Mike Mignola himself will be at Meltdown Comics & Collectibles in West Hollywood, California, from 2pm along with other special guests. If you are one of the lucky devils able to be there, don’t miss the opportunity.
And if you’re in Portland, swing by Things From Another World at 7pm for a Q&A with Scott Allie, writer of Abe Sapien and editor of the Mignolaverse books; Dave Stewart, the colourist behind virtually everything Hellboy related; and Tyler Crook, the artist of many B.P.R.D. arcs and the upcoming Witchfinder: The Mysteries of Unland.
Franco Aureliani, writer of Itty Bitty Hellboy, will be at Midtown Comics in Downtown New York City from 2pm to 4pm, and Art Baltazar (the other half of Itty Bitty Hellboy) will be at AW YEAH! Comics all day.
Further north, Tonci Zonjic will be at The Beguiling in Toronto, Canada between 2pm and 4pm. And in the south, Fábio Moon and Gabriel Bá will be at Quanta Academia de Artes in São Paulo, Brazil. And Max and Sebastián Fiumara will be at Moebius Liceo in Buenos Aires, Argentina from 5pm to 10pm.
Finally, if you live across the pond in London, head to Gosh! Comics between 2pm and 3pm where artists Laurence Campbell, Duncan Fegredo, and Mick McMahon will be in attendance for signings.

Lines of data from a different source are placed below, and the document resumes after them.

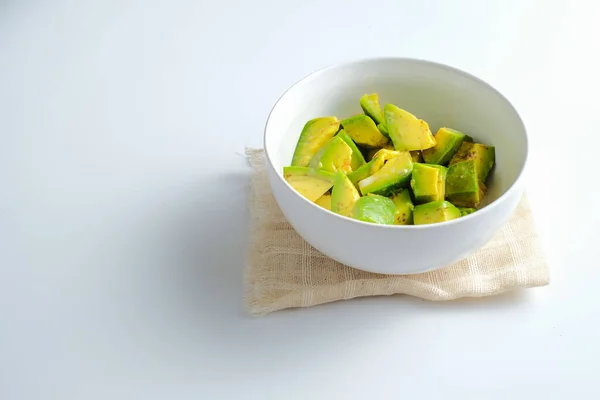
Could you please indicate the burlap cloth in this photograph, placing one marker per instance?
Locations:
(283, 271)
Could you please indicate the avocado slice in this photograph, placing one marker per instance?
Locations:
(463, 188)
(315, 134)
(310, 183)
(368, 169)
(404, 208)
(324, 201)
(483, 156)
(394, 175)
(436, 211)
(383, 129)
(447, 143)
(357, 158)
(407, 131)
(466, 210)
(376, 209)
(363, 131)
(417, 156)
(428, 182)
(343, 195)
(335, 155)
(370, 105)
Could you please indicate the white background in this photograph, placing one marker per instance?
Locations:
(123, 219)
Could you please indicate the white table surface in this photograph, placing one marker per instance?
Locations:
(123, 205)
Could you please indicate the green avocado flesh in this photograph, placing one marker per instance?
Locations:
(404, 208)
(483, 156)
(315, 134)
(370, 105)
(394, 175)
(437, 211)
(363, 131)
(310, 183)
(447, 142)
(407, 131)
(335, 156)
(428, 182)
(343, 195)
(357, 157)
(463, 188)
(375, 209)
(386, 167)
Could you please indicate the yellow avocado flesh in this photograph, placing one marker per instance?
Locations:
(363, 131)
(428, 182)
(437, 211)
(310, 183)
(315, 134)
(407, 131)
(324, 201)
(335, 155)
(404, 208)
(343, 195)
(395, 174)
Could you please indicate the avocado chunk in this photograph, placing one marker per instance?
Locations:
(343, 195)
(447, 143)
(383, 129)
(315, 134)
(463, 188)
(324, 201)
(335, 155)
(357, 157)
(407, 131)
(404, 208)
(436, 211)
(417, 156)
(370, 105)
(309, 182)
(428, 182)
(483, 156)
(394, 175)
(375, 209)
(466, 210)
(363, 131)
(368, 169)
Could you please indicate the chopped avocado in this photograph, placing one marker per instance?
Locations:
(428, 182)
(357, 157)
(315, 134)
(447, 143)
(376, 209)
(370, 105)
(335, 155)
(394, 175)
(363, 131)
(436, 211)
(324, 201)
(463, 188)
(417, 156)
(466, 210)
(383, 129)
(380, 158)
(310, 183)
(343, 195)
(483, 156)
(404, 208)
(407, 131)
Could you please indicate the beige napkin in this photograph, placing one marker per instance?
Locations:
(284, 271)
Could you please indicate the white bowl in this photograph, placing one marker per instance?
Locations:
(442, 96)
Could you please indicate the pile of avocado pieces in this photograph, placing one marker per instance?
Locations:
(411, 177)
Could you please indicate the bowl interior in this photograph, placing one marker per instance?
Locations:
(440, 95)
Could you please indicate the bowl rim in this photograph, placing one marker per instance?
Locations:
(488, 208)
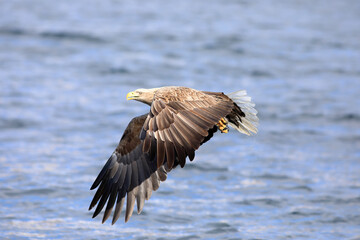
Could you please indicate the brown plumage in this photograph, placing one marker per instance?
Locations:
(180, 120)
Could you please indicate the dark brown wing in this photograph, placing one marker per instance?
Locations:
(128, 172)
(175, 127)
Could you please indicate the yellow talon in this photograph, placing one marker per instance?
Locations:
(222, 125)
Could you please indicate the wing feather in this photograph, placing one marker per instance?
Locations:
(182, 119)
(129, 175)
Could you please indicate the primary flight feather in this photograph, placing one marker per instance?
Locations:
(180, 120)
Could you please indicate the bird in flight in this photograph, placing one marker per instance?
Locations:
(180, 120)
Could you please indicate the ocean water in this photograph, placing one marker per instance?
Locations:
(65, 69)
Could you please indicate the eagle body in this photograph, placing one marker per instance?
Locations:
(180, 120)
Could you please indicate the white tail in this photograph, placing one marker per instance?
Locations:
(248, 124)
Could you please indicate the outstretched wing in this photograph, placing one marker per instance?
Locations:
(178, 125)
(128, 172)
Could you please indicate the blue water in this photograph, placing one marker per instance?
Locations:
(65, 69)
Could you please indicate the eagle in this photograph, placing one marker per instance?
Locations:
(180, 120)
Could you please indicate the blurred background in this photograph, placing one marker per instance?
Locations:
(65, 69)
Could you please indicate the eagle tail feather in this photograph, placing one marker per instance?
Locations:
(248, 124)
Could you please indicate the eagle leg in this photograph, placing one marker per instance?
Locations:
(222, 125)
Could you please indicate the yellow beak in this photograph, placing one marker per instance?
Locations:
(131, 95)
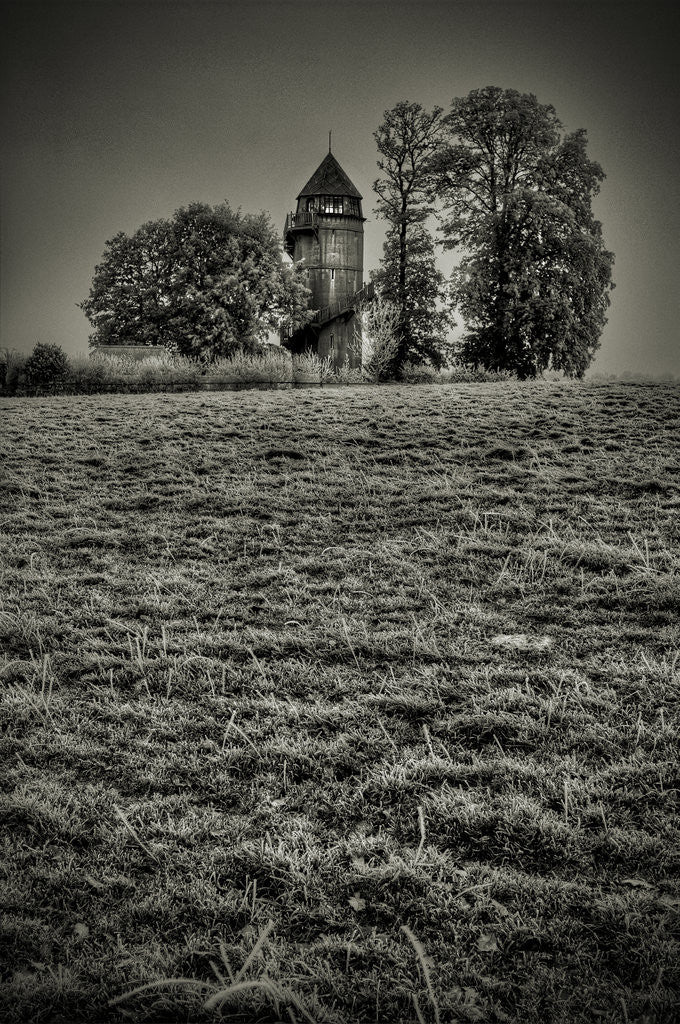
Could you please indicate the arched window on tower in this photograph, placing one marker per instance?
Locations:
(332, 204)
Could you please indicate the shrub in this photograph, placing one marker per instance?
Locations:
(269, 367)
(418, 373)
(310, 368)
(46, 365)
(376, 336)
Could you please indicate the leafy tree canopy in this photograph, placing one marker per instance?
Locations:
(425, 317)
(204, 283)
(535, 279)
(408, 138)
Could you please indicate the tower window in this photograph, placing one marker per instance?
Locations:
(332, 204)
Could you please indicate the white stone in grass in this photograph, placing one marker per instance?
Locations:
(521, 641)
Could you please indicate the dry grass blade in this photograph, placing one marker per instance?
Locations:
(162, 983)
(420, 953)
(275, 992)
(134, 835)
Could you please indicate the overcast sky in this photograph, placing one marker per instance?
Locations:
(119, 113)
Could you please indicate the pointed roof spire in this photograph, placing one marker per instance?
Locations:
(329, 179)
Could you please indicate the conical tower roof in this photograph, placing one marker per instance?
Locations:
(329, 179)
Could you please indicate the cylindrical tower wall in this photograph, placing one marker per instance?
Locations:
(332, 259)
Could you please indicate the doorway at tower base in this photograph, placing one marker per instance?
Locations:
(336, 340)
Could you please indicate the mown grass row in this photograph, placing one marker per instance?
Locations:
(272, 367)
(353, 706)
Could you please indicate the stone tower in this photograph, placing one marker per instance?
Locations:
(325, 238)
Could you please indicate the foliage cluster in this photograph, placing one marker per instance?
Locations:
(514, 198)
(46, 364)
(207, 282)
(346, 664)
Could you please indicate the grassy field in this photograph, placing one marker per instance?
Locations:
(342, 706)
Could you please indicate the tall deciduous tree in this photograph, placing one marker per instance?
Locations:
(204, 283)
(421, 302)
(535, 280)
(407, 141)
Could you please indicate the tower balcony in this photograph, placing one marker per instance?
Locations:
(306, 220)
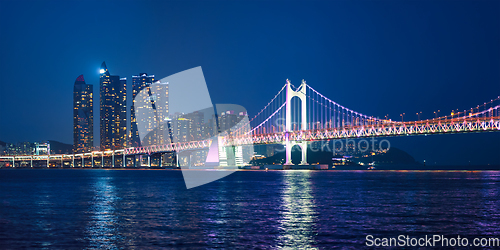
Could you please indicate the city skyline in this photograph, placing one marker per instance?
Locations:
(381, 63)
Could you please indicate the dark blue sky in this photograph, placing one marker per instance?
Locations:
(376, 57)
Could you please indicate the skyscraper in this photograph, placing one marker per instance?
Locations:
(152, 107)
(83, 117)
(113, 110)
(139, 82)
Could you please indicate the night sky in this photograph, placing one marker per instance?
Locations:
(375, 57)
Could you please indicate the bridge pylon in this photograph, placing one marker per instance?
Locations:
(301, 94)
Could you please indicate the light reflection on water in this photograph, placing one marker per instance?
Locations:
(297, 211)
(94, 209)
(102, 228)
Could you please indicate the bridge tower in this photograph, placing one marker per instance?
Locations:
(301, 94)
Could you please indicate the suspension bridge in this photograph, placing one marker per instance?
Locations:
(294, 116)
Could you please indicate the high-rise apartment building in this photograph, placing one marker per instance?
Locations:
(139, 82)
(83, 118)
(149, 110)
(113, 110)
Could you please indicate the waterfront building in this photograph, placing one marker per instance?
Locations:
(83, 118)
(139, 82)
(113, 110)
(149, 113)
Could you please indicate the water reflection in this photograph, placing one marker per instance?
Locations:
(298, 216)
(101, 233)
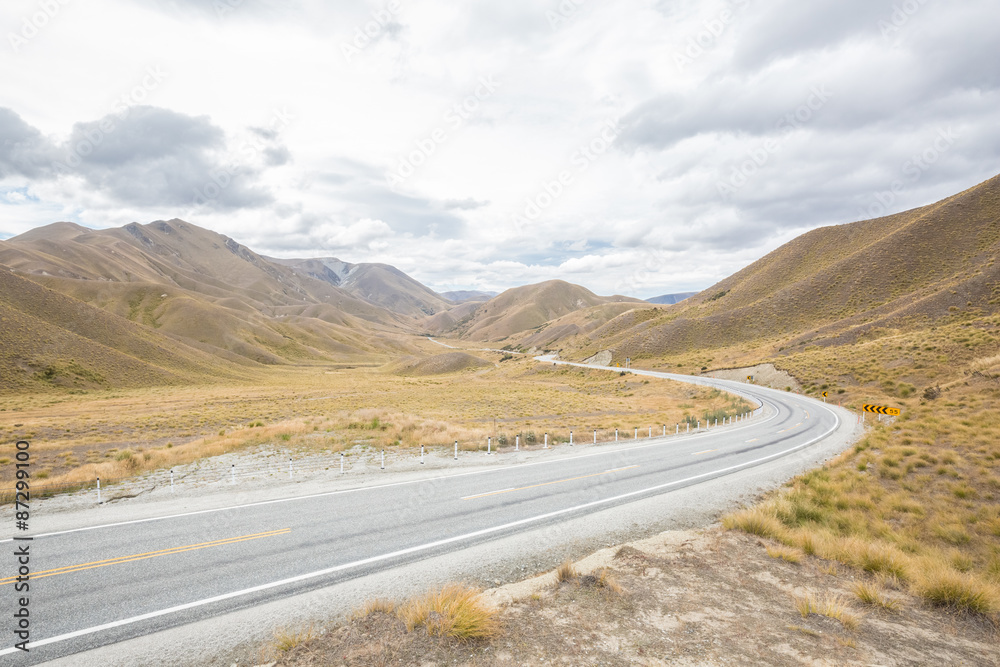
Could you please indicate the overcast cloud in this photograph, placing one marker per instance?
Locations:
(638, 147)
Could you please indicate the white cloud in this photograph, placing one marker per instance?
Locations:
(645, 215)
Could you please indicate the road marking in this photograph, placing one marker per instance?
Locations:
(535, 486)
(149, 554)
(411, 550)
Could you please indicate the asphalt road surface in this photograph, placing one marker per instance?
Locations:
(105, 584)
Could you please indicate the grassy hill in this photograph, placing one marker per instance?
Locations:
(378, 284)
(206, 290)
(49, 340)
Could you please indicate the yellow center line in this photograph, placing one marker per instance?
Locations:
(149, 554)
(535, 486)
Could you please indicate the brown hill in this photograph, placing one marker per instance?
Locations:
(205, 288)
(530, 307)
(439, 364)
(834, 285)
(378, 284)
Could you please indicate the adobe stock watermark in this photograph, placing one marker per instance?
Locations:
(900, 16)
(912, 171)
(564, 12)
(551, 190)
(707, 39)
(220, 179)
(152, 79)
(33, 24)
(758, 157)
(365, 34)
(454, 118)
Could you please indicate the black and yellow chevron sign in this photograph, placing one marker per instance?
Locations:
(881, 409)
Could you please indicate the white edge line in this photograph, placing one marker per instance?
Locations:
(660, 441)
(404, 552)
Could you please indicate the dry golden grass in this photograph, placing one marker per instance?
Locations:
(453, 611)
(286, 639)
(792, 556)
(118, 434)
(605, 580)
(566, 572)
(915, 502)
(874, 596)
(378, 605)
(831, 606)
(944, 587)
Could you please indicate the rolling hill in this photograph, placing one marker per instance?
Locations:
(378, 284)
(523, 309)
(52, 340)
(833, 286)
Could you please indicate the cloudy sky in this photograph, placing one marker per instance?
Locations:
(633, 146)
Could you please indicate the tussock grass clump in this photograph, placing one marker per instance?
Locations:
(785, 554)
(873, 596)
(602, 580)
(286, 639)
(453, 611)
(944, 587)
(376, 606)
(876, 558)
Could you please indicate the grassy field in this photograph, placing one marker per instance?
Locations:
(77, 437)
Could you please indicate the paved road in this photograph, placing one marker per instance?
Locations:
(105, 584)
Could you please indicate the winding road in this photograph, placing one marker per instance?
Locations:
(104, 584)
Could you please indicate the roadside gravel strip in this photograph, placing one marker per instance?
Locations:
(396, 534)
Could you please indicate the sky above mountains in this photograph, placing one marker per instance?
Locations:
(632, 147)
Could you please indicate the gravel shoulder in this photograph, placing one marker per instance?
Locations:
(237, 637)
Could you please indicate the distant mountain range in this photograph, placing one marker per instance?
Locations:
(169, 302)
(671, 299)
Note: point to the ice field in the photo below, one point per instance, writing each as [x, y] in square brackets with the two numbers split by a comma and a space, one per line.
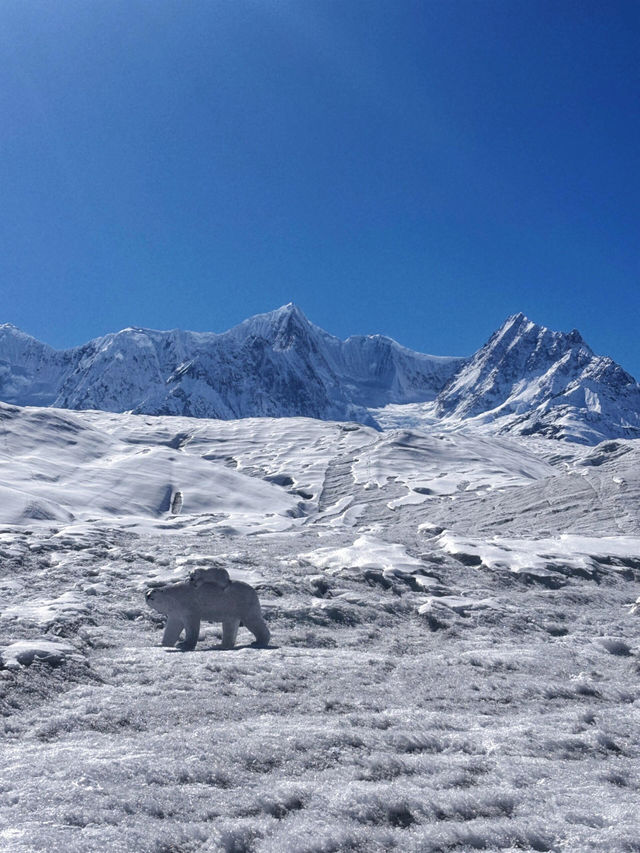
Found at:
[453, 665]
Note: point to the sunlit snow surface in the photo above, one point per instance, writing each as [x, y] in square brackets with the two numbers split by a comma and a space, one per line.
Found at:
[454, 660]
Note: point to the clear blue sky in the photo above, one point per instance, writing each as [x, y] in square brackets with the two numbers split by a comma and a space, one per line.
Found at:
[417, 169]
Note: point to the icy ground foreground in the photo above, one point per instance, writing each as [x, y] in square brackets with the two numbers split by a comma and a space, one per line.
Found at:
[454, 661]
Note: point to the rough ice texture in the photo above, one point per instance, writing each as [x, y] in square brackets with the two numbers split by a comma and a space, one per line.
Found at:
[454, 663]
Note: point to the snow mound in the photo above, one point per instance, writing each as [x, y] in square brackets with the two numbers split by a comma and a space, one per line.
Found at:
[24, 652]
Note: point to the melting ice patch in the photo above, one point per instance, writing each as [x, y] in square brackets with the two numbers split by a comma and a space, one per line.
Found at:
[518, 555]
[366, 552]
[432, 466]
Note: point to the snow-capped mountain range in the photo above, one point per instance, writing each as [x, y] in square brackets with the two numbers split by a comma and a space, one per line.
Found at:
[526, 379]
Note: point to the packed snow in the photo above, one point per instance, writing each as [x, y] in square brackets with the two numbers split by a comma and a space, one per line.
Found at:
[454, 655]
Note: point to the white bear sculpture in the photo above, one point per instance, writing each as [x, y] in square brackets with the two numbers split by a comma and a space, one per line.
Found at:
[187, 603]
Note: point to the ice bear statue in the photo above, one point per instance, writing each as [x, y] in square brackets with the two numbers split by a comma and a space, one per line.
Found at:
[214, 598]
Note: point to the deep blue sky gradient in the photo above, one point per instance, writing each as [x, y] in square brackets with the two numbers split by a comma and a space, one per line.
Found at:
[418, 169]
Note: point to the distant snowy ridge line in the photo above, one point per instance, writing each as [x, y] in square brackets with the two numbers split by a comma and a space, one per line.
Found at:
[525, 380]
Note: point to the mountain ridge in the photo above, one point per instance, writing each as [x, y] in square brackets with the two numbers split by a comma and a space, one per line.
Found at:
[526, 379]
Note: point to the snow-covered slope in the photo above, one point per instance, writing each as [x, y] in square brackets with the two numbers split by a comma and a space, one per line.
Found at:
[453, 665]
[526, 380]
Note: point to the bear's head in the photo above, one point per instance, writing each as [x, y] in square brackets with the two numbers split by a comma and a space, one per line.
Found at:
[215, 574]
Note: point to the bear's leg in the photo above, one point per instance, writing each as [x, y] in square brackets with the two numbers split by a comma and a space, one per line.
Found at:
[191, 632]
[172, 631]
[258, 628]
[229, 633]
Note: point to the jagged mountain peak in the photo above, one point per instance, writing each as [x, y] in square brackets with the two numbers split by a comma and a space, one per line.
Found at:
[526, 379]
[532, 380]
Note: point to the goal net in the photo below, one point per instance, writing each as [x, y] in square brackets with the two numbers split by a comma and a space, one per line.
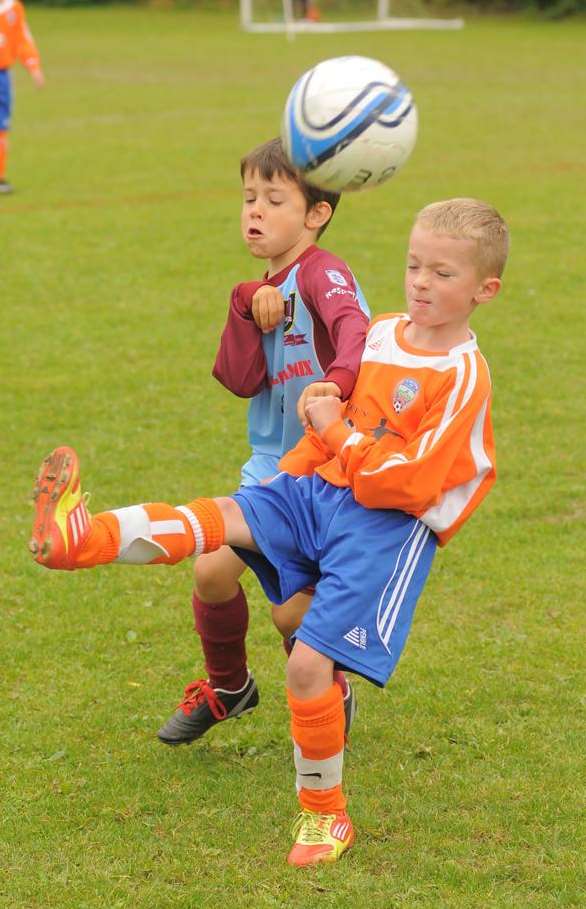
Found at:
[328, 16]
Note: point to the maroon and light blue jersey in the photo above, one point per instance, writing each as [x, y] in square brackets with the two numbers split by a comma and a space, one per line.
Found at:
[321, 338]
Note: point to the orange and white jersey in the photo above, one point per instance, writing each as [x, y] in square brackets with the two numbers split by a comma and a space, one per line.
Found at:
[16, 41]
[416, 433]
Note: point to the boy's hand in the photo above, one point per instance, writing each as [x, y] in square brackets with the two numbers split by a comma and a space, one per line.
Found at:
[321, 412]
[315, 390]
[268, 308]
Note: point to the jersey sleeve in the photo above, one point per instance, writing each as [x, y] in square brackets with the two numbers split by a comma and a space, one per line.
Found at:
[309, 453]
[240, 363]
[329, 291]
[440, 474]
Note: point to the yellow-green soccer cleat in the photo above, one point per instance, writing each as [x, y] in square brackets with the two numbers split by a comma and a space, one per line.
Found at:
[62, 521]
[320, 837]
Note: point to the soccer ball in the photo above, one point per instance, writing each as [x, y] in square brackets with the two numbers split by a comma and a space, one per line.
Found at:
[349, 123]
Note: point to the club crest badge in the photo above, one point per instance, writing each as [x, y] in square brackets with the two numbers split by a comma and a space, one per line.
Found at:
[404, 394]
[336, 277]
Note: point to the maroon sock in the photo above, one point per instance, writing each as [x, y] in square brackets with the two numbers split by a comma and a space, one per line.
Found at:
[222, 628]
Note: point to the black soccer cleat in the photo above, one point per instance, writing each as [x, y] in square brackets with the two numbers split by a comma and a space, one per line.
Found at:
[203, 707]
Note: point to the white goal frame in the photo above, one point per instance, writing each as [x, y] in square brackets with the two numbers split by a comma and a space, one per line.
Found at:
[383, 22]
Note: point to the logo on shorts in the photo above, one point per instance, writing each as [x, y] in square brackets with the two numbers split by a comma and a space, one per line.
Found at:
[336, 277]
[404, 394]
[357, 636]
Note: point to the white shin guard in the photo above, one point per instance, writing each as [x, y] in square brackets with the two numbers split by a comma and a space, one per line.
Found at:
[137, 546]
[323, 774]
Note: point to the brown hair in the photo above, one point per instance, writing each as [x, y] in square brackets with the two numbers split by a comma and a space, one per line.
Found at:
[269, 159]
[471, 219]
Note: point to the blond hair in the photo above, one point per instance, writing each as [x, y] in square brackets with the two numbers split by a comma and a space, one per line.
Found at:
[471, 219]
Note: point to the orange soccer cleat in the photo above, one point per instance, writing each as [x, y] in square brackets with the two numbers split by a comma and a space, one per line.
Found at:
[320, 837]
[62, 521]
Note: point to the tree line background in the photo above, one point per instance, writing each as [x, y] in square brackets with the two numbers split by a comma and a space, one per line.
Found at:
[553, 9]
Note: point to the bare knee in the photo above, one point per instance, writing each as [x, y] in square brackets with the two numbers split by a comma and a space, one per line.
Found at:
[309, 673]
[287, 617]
[216, 575]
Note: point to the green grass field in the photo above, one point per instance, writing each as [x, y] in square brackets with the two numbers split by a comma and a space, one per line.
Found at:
[117, 255]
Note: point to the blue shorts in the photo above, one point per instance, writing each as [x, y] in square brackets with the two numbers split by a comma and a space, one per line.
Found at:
[368, 567]
[5, 100]
[259, 467]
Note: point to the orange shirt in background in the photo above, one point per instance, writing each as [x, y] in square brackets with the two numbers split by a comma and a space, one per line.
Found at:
[16, 41]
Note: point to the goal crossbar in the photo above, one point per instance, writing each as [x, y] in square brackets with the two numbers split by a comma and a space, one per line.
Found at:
[383, 22]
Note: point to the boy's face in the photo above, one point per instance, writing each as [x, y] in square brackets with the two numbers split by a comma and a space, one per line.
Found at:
[442, 282]
[274, 219]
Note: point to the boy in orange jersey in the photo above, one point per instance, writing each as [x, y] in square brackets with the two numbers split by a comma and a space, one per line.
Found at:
[299, 330]
[364, 498]
[16, 43]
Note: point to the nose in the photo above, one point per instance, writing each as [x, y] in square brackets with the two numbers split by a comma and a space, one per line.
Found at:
[421, 278]
[256, 209]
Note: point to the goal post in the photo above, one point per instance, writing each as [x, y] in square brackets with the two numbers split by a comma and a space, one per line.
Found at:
[286, 21]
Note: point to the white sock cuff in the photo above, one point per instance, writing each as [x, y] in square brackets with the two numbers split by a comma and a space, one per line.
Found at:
[196, 527]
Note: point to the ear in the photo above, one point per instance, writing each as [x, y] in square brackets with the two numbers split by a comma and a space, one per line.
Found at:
[318, 215]
[487, 290]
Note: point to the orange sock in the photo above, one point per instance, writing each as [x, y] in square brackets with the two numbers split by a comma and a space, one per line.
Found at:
[103, 543]
[3, 153]
[154, 533]
[317, 727]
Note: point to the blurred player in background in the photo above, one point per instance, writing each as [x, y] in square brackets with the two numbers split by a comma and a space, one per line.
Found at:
[16, 43]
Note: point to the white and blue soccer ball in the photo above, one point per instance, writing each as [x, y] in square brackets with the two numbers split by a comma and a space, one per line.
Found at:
[349, 124]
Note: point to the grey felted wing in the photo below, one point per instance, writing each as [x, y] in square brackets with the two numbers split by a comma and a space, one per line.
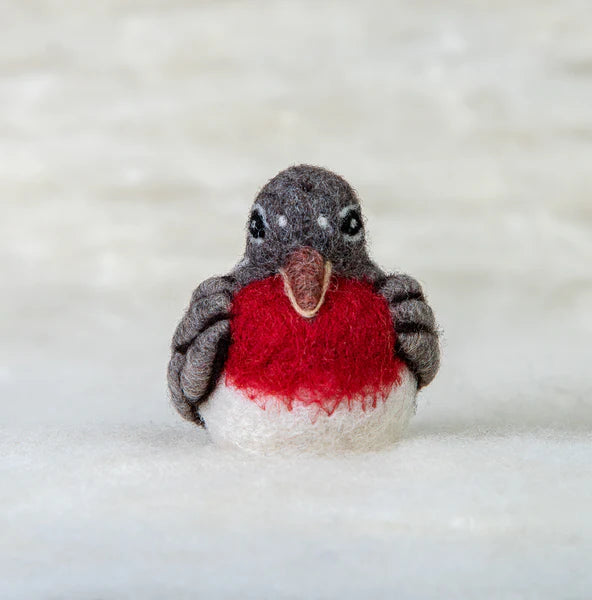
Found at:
[200, 346]
[417, 335]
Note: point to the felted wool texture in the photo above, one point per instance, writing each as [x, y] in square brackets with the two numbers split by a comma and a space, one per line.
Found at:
[345, 354]
[234, 420]
[303, 207]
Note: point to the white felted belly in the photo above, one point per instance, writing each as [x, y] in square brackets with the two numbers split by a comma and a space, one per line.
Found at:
[232, 419]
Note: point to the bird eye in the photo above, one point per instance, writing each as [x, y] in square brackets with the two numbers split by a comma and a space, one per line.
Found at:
[257, 226]
[352, 223]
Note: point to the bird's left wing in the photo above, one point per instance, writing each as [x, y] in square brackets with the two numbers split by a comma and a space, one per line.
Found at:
[200, 346]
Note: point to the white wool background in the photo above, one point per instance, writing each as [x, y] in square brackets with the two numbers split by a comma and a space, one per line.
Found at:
[133, 137]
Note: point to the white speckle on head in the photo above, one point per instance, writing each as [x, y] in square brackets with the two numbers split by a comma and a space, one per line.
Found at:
[323, 222]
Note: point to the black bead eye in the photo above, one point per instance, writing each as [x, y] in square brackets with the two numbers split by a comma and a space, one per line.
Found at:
[257, 226]
[352, 223]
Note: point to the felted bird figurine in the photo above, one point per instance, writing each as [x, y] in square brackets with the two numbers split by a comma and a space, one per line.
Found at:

And these aren’t the only comic shops who’ll be participating in Hellboy Day. Many others around the world have signed up for promotional Hellboy Day packages. So swing by your local comic book store on Hellboy Day and join in on the fun! I’ll be heading to my own store, Comics Etc, in Brisbane, Australia. If you’re a local, maybe I’ll see you there.